Asymptotes
Find the vertical asymptote of this rational function by setting its denominator to #0# and solving for #x#.
Let #x-1=0#
#x=1#
Which means that there's a vertical asymptote passing through the point #(1,0)#.
*FYI you can make sure that #x=1# does give a vertical asymptote rather than a removable point of discontinuity by evaluating the numerator expression at #x=1#. You can confirm the vertical asymptote if the result is a non-zero value. However if you do end up with a zero, you'll need to simplify the function expression, remove the factor in question, for example #(x-1)#, and repeat those steps. *
You may find the horizontal asymptote (a.k.a "end behavior") by evaluating #lim_{x to infty}4/(x-1)# and #lim_{x to -infty}4/(x-1)#.
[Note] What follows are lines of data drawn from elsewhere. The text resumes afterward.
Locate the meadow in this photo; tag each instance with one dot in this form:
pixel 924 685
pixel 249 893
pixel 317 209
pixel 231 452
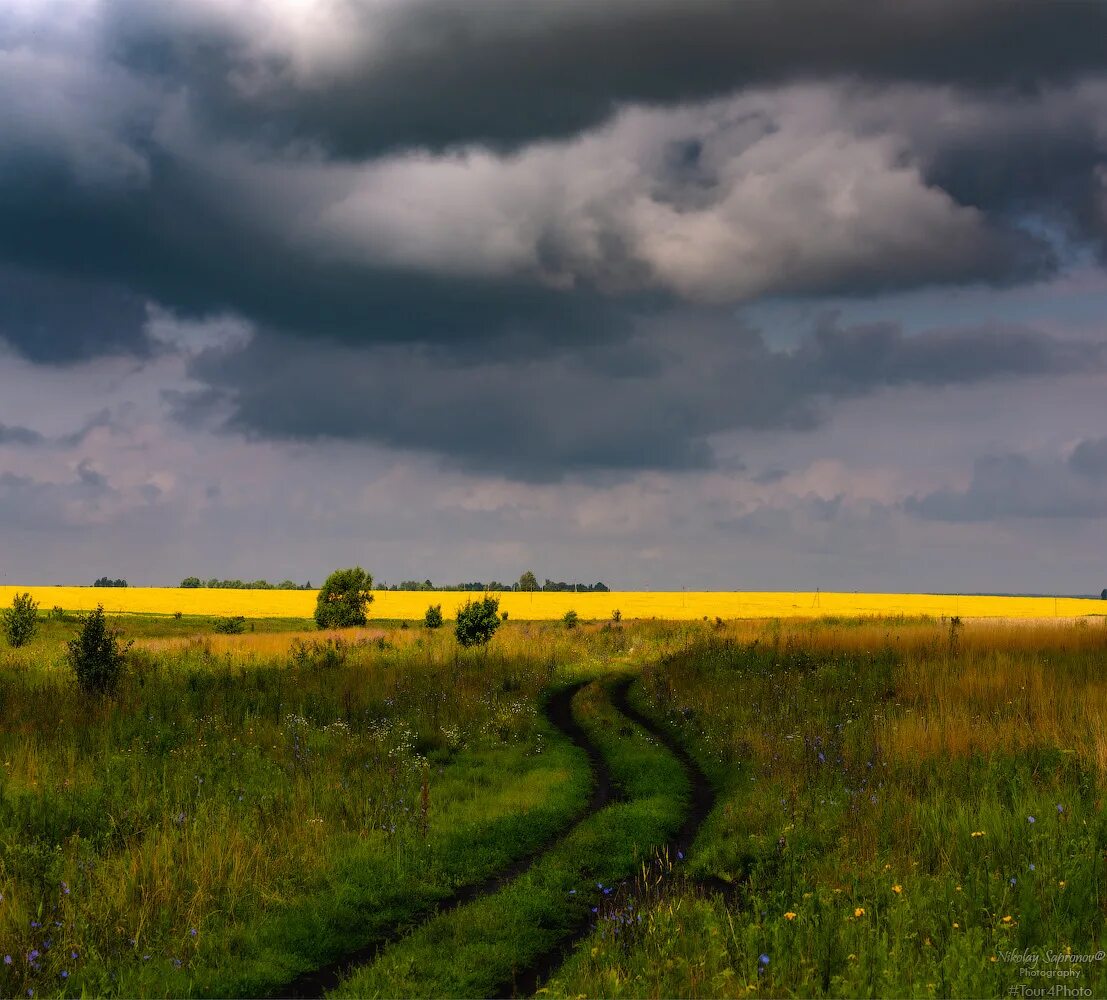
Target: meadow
pixel 544 606
pixel 837 806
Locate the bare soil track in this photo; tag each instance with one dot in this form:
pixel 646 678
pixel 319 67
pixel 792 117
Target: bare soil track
pixel 701 801
pixel 558 710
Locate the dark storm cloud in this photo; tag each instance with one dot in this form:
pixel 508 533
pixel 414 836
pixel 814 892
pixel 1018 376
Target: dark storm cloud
pixel 1014 486
pixel 57 318
pixel 434 73
pixel 559 414
pixel 31 504
pixel 860 357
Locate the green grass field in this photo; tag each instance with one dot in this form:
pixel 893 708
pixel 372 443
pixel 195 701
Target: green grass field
pixel 761 808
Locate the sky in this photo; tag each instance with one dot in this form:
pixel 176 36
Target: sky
pixel 669 295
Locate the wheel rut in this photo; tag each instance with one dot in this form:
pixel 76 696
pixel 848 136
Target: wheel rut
pixel 558 711
pixel 701 802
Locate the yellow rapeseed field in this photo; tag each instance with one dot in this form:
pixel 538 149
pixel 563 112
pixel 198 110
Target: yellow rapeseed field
pixel 638 604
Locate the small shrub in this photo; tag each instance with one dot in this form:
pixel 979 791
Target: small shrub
pixel 96 655
pixel 477 621
pixel 234 626
pixel 343 598
pixel 20 620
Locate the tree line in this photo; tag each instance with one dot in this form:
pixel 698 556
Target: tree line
pixel 527 583
pixel 193 583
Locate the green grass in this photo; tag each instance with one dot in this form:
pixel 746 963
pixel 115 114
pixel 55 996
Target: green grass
pixel 854 867
pixel 474 950
pixel 268 794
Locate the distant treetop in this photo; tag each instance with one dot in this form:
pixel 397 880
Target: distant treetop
pixel 526 583
pixel 195 581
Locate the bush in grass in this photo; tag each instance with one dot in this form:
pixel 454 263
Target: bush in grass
pixel 20 620
pixel 477 621
pixel 233 626
pixel 96 655
pixel 343 599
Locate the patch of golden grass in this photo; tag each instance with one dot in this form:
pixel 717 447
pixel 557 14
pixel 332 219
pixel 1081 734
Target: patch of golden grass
pixel 412 605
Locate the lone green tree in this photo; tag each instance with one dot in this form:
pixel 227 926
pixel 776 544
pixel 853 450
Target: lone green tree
pixel 96 655
pixel 477 621
pixel 343 599
pixel 20 620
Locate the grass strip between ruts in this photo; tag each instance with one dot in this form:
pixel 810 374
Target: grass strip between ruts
pixel 478 949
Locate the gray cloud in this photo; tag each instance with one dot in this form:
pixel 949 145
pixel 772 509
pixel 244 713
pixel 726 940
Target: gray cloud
pixel 431 73
pixel 1015 486
pixel 214 158
pixel 1089 459
pixel 690 377
pixel 16 434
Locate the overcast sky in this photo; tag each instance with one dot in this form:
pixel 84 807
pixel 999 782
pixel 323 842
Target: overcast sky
pixel 666 294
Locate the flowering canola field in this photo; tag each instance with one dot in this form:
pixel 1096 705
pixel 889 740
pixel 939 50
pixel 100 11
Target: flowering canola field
pixel 541 606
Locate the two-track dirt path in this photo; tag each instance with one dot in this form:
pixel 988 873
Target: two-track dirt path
pixel 700 803
pixel 526 980
pixel 558 711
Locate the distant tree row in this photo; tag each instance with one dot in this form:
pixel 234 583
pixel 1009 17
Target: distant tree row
pixel 526 583
pixel 192 583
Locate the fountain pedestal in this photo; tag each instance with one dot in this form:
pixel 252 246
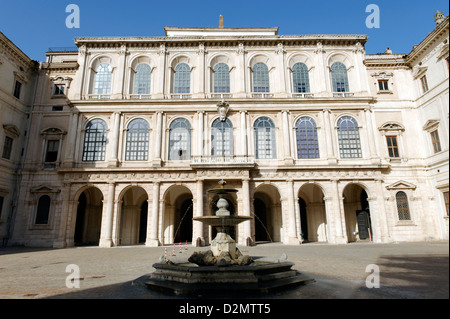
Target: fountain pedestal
pixel 223 269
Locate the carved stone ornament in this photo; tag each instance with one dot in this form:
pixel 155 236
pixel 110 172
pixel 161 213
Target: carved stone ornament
pixel 223 108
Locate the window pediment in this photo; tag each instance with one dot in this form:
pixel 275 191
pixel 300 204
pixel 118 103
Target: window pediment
pixel 418 71
pixel 391 126
pixel 431 125
pixel 401 185
pixel 45 189
pixel 11 129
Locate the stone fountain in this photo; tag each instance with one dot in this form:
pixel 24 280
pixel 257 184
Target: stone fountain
pixel 223 269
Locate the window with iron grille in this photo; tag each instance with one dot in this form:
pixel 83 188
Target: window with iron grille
pixel 95 141
pixel 300 78
pixel 392 146
pixel 103 76
pixel 142 79
pixel 307 140
pixel 180 140
pixel 435 141
pixel 424 82
pixel 43 210
pixel 7 147
pixel 137 141
pixel 402 206
pixel 265 141
pixel 222 138
pixel 182 79
pixel 349 139
pixel 261 82
pixel 221 78
pixel 446 201
pixel 383 85
pixel 339 77
pixel 51 154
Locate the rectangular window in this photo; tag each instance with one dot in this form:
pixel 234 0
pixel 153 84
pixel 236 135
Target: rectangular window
pixel 59 89
pixel 392 146
pixel 51 154
pixel 435 141
pixel 423 81
pixel 7 147
pixel 17 88
pixel 446 201
pixel 2 200
pixel 383 85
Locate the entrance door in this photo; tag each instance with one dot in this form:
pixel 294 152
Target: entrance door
pixel 364 224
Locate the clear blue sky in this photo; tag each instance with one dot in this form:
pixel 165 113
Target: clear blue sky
pixel 36 25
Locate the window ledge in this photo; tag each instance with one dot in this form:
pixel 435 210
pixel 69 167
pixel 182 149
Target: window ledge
pixel 385 92
pixel 405 223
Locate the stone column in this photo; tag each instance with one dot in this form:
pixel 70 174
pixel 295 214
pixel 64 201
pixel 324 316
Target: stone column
pixel 197 227
pixel 330 137
pixel 119 76
pixel 158 140
pixel 107 218
pixel 152 235
pixel 78 85
pixel 161 68
pixel 292 233
pixel 71 141
pixel 247 226
pixel 240 79
pixel 60 242
pixel 114 160
pixel 338 214
pixel 287 141
pixel 243 135
pixel 200 133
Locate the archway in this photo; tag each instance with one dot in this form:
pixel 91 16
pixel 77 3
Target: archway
pixel 133 216
pixel 267 213
pixel 178 214
pixel 357 213
pixel 89 218
pixel 312 214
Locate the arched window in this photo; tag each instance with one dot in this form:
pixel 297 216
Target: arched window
pixel 142 79
pixel 348 135
pixel 221 78
pixel 95 141
pixel 339 78
pixel 307 141
pixel 261 81
pixel 43 210
pixel 402 206
pixel 102 81
pixel 222 138
pixel 180 140
pixel 265 141
pixel 137 141
pixel 300 78
pixel 182 79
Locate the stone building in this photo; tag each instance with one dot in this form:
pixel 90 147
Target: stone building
pixel 17 87
pixel 323 142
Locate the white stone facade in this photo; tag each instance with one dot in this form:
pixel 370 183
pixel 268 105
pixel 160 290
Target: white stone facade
pixel 68 198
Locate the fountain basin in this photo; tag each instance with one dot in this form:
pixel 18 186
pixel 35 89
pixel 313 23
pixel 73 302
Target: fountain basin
pixel 255 278
pixel 222 221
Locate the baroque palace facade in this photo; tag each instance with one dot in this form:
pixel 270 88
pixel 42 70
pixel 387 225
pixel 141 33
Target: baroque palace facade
pixel 323 142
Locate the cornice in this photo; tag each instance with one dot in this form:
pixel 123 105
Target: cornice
pixel 117 42
pixel 440 29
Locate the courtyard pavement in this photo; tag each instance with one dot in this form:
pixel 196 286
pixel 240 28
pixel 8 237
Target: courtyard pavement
pixel 406 271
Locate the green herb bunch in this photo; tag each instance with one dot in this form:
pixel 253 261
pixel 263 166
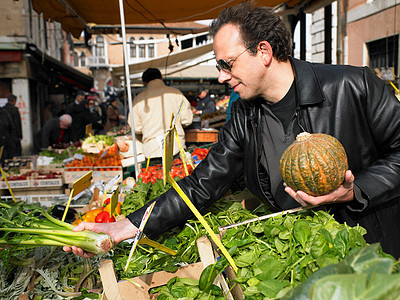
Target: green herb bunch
pixel 276 255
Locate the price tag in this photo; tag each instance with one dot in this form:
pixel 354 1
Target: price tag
pixel 168 156
pixel 177 114
pixel 88 128
pixel 67 160
pixel 78 156
pixel 82 183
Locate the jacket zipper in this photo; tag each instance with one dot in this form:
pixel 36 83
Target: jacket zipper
pixel 254 127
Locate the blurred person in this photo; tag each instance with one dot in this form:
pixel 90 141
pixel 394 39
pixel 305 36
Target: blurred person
pixel 152 111
pixel 63 109
pixel 56 131
pixel 205 104
pixel 8 135
pixel 16 118
pixel 280 97
pixel 46 113
pixel 114 116
pixel 83 117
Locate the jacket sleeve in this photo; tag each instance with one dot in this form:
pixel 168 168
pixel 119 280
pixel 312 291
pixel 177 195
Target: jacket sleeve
pixel 380 181
pixel 209 181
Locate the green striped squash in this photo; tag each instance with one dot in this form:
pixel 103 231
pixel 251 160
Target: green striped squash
pixel 314 163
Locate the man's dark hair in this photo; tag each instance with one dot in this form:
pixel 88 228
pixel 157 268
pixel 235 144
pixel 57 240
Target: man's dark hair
pixel 11 97
pixel 150 74
pixel 256 24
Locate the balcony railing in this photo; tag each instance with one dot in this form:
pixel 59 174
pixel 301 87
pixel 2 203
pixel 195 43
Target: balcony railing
pixel 97 61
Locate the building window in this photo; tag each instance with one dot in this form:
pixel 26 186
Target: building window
pixel 99 46
pixel 151 48
pixel 132 47
pixel 76 60
pixel 142 49
pixel 383 53
pixel 83 59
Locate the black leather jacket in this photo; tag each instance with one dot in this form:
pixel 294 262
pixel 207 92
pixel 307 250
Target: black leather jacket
pixel 347 102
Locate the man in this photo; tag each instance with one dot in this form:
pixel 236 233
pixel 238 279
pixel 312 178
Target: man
pixel 152 111
pixel 16 118
pixel 205 105
pixel 74 109
pixel 7 135
pixel 280 97
pixel 56 131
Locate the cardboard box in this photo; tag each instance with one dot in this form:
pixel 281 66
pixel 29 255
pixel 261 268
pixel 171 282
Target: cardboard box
pixel 138 287
pixel 15 184
pixel 70 176
pixel 201 136
pixel 54 182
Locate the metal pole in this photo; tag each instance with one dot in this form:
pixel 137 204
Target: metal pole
pixel 128 85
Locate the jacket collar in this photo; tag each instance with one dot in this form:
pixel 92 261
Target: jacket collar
pixel 307 84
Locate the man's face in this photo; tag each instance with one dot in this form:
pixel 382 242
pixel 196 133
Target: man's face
pixel 64 125
pixel 247 70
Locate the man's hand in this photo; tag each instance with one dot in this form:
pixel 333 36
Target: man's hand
pixel 343 193
pixel 118 231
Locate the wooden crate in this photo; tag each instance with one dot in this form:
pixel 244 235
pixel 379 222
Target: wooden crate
pixel 201 136
pixel 70 176
pixel 106 173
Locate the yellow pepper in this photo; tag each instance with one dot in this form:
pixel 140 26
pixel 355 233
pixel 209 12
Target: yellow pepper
pixel 91 215
pixel 117 209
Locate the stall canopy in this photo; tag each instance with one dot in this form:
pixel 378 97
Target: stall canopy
pixel 75 15
pixel 162 61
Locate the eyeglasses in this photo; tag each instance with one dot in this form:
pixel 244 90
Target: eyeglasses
pixel 223 65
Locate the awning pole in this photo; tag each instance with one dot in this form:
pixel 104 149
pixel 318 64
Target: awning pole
pixel 128 85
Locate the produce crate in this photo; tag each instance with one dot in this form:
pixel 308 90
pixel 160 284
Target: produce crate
pixel 71 175
pixel 201 136
pixel 141 285
pixel 106 173
pixel 53 182
pixel 15 184
pixel 51 167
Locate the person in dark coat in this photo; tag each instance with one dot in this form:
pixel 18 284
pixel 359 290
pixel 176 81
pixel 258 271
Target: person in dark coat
pixel 83 117
pixel 16 118
pixel 56 131
pixel 7 135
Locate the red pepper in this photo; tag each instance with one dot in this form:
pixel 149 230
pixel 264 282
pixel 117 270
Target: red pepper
pixel 104 217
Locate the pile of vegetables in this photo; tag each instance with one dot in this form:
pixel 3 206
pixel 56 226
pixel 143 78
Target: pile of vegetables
pixel 28 225
pixel 276 255
pixel 107 140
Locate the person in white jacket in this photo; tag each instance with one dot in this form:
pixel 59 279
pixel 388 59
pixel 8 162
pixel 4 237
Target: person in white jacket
pixel 152 111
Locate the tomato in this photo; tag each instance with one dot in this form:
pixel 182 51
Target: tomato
pixel 104 217
pixel 91 215
pixel 117 208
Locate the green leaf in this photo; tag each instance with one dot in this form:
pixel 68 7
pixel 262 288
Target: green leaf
pixel 271 268
pixel 302 232
pixel 356 287
pixel 341 242
pixel 270 288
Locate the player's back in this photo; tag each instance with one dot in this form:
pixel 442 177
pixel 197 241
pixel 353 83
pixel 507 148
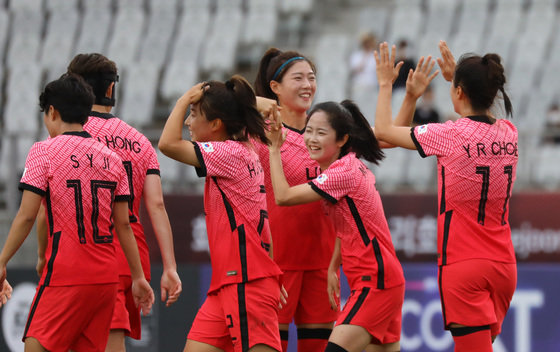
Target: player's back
pixel 81 179
pixel 139 159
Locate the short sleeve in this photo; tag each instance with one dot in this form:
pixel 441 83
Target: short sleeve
pixel 220 159
pixel 434 138
pixel 153 163
pixel 334 183
pixel 36 173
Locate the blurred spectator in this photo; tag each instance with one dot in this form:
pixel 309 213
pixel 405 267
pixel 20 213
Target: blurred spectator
pixel 426 111
pixel 363 74
pixel 552 125
pixel 403 54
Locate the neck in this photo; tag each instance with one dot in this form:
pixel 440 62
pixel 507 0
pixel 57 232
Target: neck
pixel 101 108
pixel 294 119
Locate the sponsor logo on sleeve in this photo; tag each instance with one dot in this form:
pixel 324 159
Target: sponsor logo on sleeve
pixel 208 147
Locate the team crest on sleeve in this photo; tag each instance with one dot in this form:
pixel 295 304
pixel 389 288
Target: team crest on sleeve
pixel 321 178
pixel 422 129
pixel 208 147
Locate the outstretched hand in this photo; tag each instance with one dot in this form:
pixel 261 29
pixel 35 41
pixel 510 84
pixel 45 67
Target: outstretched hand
pixel 385 67
pixel 419 79
pixel 446 62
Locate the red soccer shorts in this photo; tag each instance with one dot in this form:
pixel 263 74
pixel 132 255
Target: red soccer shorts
pixel 308 300
pixel 377 311
pixel 126 315
pixel 477 292
pixel 240 316
pixel 72 317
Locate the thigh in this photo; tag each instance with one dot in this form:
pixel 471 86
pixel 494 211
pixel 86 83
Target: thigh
pixel 292 281
pixel 314 306
pixel 251 310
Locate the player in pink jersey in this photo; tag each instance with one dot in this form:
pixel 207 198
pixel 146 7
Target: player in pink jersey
pixel 240 312
pixel 142 167
pixel 303 236
pixel 477 160
pixel 75 177
pixel 336 136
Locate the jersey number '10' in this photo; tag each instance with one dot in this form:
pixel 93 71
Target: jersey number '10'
pixel 96 185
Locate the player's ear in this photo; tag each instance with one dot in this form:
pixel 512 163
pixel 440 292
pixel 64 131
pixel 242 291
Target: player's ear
pixel 109 92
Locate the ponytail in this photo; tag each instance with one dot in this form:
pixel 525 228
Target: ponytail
pixel 234 103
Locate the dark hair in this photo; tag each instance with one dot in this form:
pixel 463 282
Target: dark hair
pixel 99 72
pixel 347 119
pixel 71 96
pixel 481 78
pixel 234 103
pixel 273 66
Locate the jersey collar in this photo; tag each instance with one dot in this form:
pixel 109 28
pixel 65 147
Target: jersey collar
pixel 103 115
pixel 77 133
pixel 482 118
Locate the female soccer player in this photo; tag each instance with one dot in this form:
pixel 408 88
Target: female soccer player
pixel 241 310
pixel 303 235
pixel 84 189
pixel 477 160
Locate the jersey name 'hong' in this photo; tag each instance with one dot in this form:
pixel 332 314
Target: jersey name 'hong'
pixel 139 160
pixel 477 163
pixel 236 216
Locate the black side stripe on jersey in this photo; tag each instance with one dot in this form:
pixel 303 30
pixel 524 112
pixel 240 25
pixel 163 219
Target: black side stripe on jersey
pixel 417 144
pixel 200 171
pixel 243 321
pixel 32 311
pixel 243 252
pixel 380 265
pixel 440 283
pixel 358 221
pixel 227 205
pixel 509 171
pixel 356 307
pixel 26 187
pixel 322 193
pixel 442 204
pixel 446 225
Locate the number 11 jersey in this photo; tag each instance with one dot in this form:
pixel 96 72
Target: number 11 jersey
pixel 477 162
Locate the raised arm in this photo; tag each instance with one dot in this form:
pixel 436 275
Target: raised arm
pixel 171 142
pixel 385 130
pixel 283 193
pixel 170 284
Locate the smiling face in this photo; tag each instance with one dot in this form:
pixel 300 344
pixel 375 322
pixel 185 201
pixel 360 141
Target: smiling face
pixel 199 127
pixel 320 140
pixel 297 88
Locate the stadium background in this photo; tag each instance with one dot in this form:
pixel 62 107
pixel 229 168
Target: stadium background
pixel 162 47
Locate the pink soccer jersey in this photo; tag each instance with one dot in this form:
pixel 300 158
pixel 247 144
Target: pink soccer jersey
pixel 354 205
pixel 477 162
pixel 303 227
pixel 236 216
pixel 79 179
pixel 139 159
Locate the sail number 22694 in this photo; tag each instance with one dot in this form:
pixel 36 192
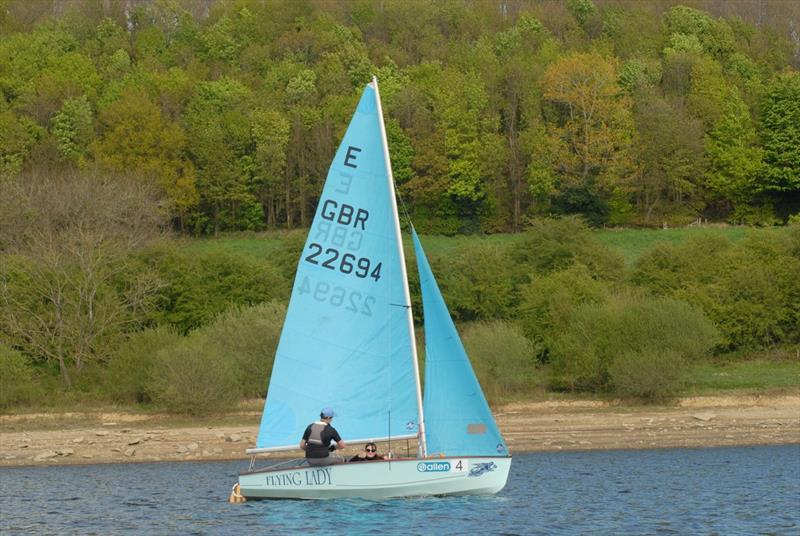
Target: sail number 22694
pixel 347 263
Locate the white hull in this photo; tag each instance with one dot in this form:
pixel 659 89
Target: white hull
pixel 380 479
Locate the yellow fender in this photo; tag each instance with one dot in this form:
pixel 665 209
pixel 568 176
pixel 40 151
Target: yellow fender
pixel 236 495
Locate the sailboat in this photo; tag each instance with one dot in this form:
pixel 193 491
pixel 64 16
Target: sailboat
pixel 348 342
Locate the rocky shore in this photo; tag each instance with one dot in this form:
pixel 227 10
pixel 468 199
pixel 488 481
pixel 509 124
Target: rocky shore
pixel 88 438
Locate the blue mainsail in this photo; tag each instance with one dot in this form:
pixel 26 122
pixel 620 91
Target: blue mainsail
pixel 346 340
pixel 458 421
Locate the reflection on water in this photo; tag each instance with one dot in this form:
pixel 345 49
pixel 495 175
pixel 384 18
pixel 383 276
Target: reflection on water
pixel 749 490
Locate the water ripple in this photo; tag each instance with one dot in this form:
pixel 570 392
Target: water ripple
pixel 753 490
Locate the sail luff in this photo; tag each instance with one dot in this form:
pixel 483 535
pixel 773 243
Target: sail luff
pixel 407 293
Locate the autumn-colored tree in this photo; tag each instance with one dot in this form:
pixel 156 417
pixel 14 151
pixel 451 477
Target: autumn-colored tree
pixel 593 128
pixel 137 139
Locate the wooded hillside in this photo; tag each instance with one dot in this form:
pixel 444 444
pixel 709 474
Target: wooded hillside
pixel 629 113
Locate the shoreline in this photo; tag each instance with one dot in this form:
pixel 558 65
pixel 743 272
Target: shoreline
pixel 553 425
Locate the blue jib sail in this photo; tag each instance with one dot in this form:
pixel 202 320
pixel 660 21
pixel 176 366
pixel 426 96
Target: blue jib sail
pixel 458 421
pixel 346 340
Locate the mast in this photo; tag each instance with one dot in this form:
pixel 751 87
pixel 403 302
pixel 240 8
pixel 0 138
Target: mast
pixel 423 450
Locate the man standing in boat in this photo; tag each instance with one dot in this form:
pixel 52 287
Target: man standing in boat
pixel 317 438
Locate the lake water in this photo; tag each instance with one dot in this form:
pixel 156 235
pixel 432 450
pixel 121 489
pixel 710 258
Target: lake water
pixel 727 491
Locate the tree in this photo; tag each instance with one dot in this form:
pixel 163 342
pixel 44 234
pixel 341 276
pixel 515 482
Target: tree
pixel 593 127
pixel 64 294
pixel 670 152
pixel 780 134
pixel 219 132
pixel 135 136
pixel 735 157
pixel 271 135
pixel 73 129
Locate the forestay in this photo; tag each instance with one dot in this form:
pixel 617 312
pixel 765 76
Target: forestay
pixel 346 340
pixel 458 421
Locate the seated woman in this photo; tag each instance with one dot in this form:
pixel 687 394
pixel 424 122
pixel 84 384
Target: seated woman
pixel 370 454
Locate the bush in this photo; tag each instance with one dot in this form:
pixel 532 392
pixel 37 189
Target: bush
pixel 755 301
pixel 547 304
pixel 666 268
pixel 551 245
pixel 130 366
pixel 249 336
pixel 648 374
pixel 198 287
pixel 637 330
pixel 193 377
pixel 503 359
pixel 477 282
pixel 18 384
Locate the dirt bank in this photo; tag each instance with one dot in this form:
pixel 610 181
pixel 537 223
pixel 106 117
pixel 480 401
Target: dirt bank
pixel 80 438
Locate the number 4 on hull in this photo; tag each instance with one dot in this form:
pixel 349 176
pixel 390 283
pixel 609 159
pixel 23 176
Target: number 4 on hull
pixel 350 318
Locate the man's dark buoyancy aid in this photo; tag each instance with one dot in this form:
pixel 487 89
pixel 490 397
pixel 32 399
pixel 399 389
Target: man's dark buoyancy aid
pixel 319 441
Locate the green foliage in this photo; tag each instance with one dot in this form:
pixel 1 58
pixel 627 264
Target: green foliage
pixel 198 287
pixel 667 268
pixel 249 338
pixel 735 156
pixel 130 367
pixel 492 114
pixel 749 289
pixel 547 304
pixel 73 129
pixel 193 377
pixel 18 134
pixel 755 301
pixel 18 385
pixel 473 292
pixel 780 133
pixel 502 359
pixel 633 345
pixel 550 245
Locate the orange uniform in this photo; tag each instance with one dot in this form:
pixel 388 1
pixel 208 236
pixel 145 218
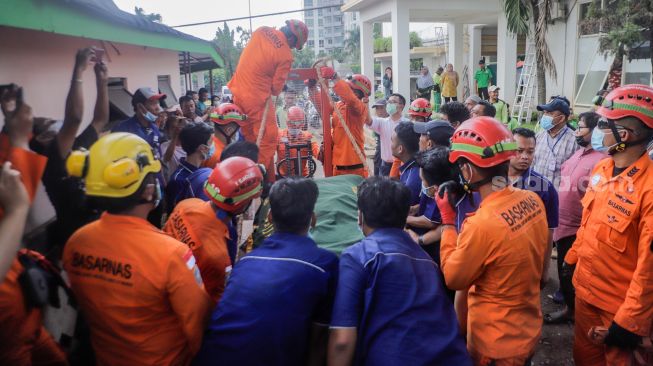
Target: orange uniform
pixel 303 138
pixel 345 159
pixel 262 71
pixel 140 292
pixel 194 223
pixel 30 165
pixel 215 158
pixel 23 340
pixel 613 257
pixel 500 253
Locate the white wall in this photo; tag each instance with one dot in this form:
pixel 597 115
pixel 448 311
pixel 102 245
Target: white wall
pixel 42 64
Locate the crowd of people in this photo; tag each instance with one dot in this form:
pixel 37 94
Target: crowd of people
pixel 459 214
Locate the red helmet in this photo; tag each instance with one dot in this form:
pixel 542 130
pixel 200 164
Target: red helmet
pixel 226 113
pixel 420 107
pixel 362 83
pixel 632 100
pixel 484 141
pixel 296 114
pixel 234 183
pixel 300 30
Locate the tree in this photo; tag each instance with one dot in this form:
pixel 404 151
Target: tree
pixel 624 26
pixel 153 17
pixel 531 18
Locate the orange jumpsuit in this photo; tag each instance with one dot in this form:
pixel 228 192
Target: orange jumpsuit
pixel 194 223
pixel 140 292
pixel 30 165
pixel 23 340
pixel 345 159
pixel 614 262
pixel 215 158
pixel 500 253
pixel 303 138
pixel 262 71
If you haven't learned limits yet, you'll still able to find the asymptote by plugging in large values of #x# (e.g., by evaluating the function at #x=11#, #x=101#, and #x=1001#.) You'll likely find that as the value of #x# increase towards positive infinity, the value of #y# getting closer and closer to- but never reaches #0#. So is the case as #x# approaches negative infinity.
By definition , we see that the function has a horizontal asymptote at #y=0#
Graph
You might have found the expression of #y=1/x#, the #x#-reciprocal function similar to that of #y=4/(x-1)#. It is possible to graph the latter based on knowledge of the shape of the first one.
Consider what combination of transformations (like stretching and shifting) will convert the first function we are likely familiar with, to the function in question.
We start by converting
#y=1/x# to #y=1/(x-1)#
by shifting the graph of the first function to the right by #1# unit. Algebraically, that transformation resembles replacing #x# in the original function with the expression #x-1#.
Finally we'll vertically stretch the function #y=1/(x-1)# by a factor of #4# to obtain the function we're looking for, #y=4/(x-1)#. (For rational functions with horizontal asymptotes the stretch would effectively shifts the function outwards.)